但他最终抵不过饭菜的浓香,畏缩地拿起筷子,马上狼吞虎咽。
刘二在一旁欣慰地笑了。
吃完,仕进又缩进墙角,警惕地盯着刘二。
看着刘二收拾碗筷,他也意识到眼前之人是好人,恐惧渐渐消了,却仍是不敢出声。
待刘二再进房间时,孩子已经沉沉地睡了,蜷成一团缩在里角。
他摇摇头,过去帮孩子盖上被子,自己也躺下了。
接下来几天,仕进逐渐接受了刘二,不再一见面就躲。
刘二体谅他,一路上讲了不少江湖趣事,他也听得津津有味,慢慢就淡忘了父亲之死。
镖局众人知道他的事,对他挺好,都轮流着给他说话解闷。
他很快认识了众人。
赵老大赵豪虽说对人粗声粗气,却没怎么为难他。
里面有个叫王虎的年轻人,嘴角有颗黑痔,上面还长出了毛,一动就晃悠,忒是滑稽。
他对仕进很好,经常买东西送他。
他是个孤儿,自幼被镖局收养。
如今看到仕进,就好象看到自己一样,自然而然把他当成自己的弟弟。
仕进都只是听着,很少出声。
他一说话就结结巴巴,脸也红到耳朵根了。
众人都笑他像个小姑娘似的。
其实仕进非常渴望热闹,却不知该如何是好。
他从小被父亲关在书房里,除了家里寥寥数人,之前他根本没见过什么人,也就不知道怎么与人接触,只懂静静的在一旁听着。

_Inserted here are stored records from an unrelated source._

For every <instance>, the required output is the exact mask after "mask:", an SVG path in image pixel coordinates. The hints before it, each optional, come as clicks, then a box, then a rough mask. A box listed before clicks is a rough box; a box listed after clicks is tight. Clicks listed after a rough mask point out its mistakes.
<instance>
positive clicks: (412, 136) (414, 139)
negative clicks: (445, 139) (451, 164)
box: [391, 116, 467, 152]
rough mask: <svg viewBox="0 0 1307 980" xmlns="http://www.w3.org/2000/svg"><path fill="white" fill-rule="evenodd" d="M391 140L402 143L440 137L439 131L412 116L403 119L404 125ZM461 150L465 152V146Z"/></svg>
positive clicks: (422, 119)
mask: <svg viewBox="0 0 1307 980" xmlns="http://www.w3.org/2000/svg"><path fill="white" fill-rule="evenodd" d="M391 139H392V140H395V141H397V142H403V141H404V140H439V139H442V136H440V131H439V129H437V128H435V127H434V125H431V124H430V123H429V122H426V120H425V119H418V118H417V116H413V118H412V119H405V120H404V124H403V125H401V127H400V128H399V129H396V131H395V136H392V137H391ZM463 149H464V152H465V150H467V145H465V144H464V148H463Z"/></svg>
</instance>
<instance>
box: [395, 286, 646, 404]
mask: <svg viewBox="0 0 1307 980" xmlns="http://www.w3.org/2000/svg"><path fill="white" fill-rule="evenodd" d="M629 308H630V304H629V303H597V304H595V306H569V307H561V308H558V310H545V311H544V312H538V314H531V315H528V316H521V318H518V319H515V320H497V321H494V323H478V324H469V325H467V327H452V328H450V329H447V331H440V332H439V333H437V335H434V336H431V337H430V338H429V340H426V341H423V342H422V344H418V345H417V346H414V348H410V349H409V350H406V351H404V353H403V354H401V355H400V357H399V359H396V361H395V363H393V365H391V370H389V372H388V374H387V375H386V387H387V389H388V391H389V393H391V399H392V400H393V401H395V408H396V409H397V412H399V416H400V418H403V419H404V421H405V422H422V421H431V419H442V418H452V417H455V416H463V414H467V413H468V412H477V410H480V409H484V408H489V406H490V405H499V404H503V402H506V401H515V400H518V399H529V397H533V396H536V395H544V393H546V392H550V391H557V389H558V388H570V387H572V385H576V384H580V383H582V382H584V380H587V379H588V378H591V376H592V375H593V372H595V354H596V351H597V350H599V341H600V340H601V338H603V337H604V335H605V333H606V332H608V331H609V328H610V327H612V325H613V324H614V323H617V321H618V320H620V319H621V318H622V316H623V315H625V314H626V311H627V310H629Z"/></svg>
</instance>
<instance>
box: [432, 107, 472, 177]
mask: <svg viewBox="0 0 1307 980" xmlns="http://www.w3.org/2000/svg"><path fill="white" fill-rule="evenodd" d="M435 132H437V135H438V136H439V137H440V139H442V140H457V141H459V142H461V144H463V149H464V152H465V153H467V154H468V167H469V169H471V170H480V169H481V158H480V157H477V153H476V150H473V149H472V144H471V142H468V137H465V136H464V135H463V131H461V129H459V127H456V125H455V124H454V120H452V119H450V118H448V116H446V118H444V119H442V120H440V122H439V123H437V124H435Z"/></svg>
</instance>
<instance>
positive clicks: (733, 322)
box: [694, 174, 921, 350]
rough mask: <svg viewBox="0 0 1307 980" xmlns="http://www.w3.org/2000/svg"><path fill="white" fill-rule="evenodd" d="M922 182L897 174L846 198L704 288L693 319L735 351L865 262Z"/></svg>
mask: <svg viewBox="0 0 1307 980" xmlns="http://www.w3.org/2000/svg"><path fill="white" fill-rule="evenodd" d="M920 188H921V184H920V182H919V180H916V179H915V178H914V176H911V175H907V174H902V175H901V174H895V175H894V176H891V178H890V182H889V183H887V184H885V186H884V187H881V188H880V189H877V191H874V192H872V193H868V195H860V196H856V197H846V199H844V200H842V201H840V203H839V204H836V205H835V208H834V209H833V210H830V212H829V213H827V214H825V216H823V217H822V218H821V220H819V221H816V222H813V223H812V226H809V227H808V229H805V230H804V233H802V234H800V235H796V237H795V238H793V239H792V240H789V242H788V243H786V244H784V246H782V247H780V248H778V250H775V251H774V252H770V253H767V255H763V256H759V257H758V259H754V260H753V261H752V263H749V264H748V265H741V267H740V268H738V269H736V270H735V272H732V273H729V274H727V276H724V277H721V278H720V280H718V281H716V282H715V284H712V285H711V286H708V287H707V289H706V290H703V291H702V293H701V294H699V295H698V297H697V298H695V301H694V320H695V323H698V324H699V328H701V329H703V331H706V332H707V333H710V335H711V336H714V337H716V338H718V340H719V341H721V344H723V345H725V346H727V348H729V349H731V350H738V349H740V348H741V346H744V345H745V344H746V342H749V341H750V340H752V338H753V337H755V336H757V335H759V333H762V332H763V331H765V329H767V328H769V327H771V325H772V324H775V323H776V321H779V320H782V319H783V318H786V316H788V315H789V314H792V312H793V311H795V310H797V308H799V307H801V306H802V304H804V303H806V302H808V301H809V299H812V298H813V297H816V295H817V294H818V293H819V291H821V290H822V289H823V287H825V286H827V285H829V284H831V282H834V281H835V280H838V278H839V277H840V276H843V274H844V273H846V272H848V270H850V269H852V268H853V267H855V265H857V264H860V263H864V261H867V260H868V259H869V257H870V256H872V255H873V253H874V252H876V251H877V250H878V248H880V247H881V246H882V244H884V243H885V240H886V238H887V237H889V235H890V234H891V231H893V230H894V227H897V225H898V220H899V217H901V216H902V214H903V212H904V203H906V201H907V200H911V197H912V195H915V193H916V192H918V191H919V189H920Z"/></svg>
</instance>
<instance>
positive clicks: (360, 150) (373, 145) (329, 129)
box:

如此过了几天,徐州城早已落在身后,所走之路渐渐变得荒芜难走。
仕进很兴奋,往外探着头,贪婪地呼吸着,看着那对他而言非常新鲜的景色。
刘二仍在前头,不时喊着号子,声音里也喜气洋洋的。
赵豪警惕地注意着四方,寻思附近有什么强人,该如何应对。
王虎也四处寻望着,希望能发现点什么古怪东西,好送给仕进。
这样走了几十里,众人都累了,赵豪便吩咐车队停下,歇息一番。
众人都是粗鲁汉子,歇不了多时就闹腾开了,推推搡搡的挤成一堆,练起拳来。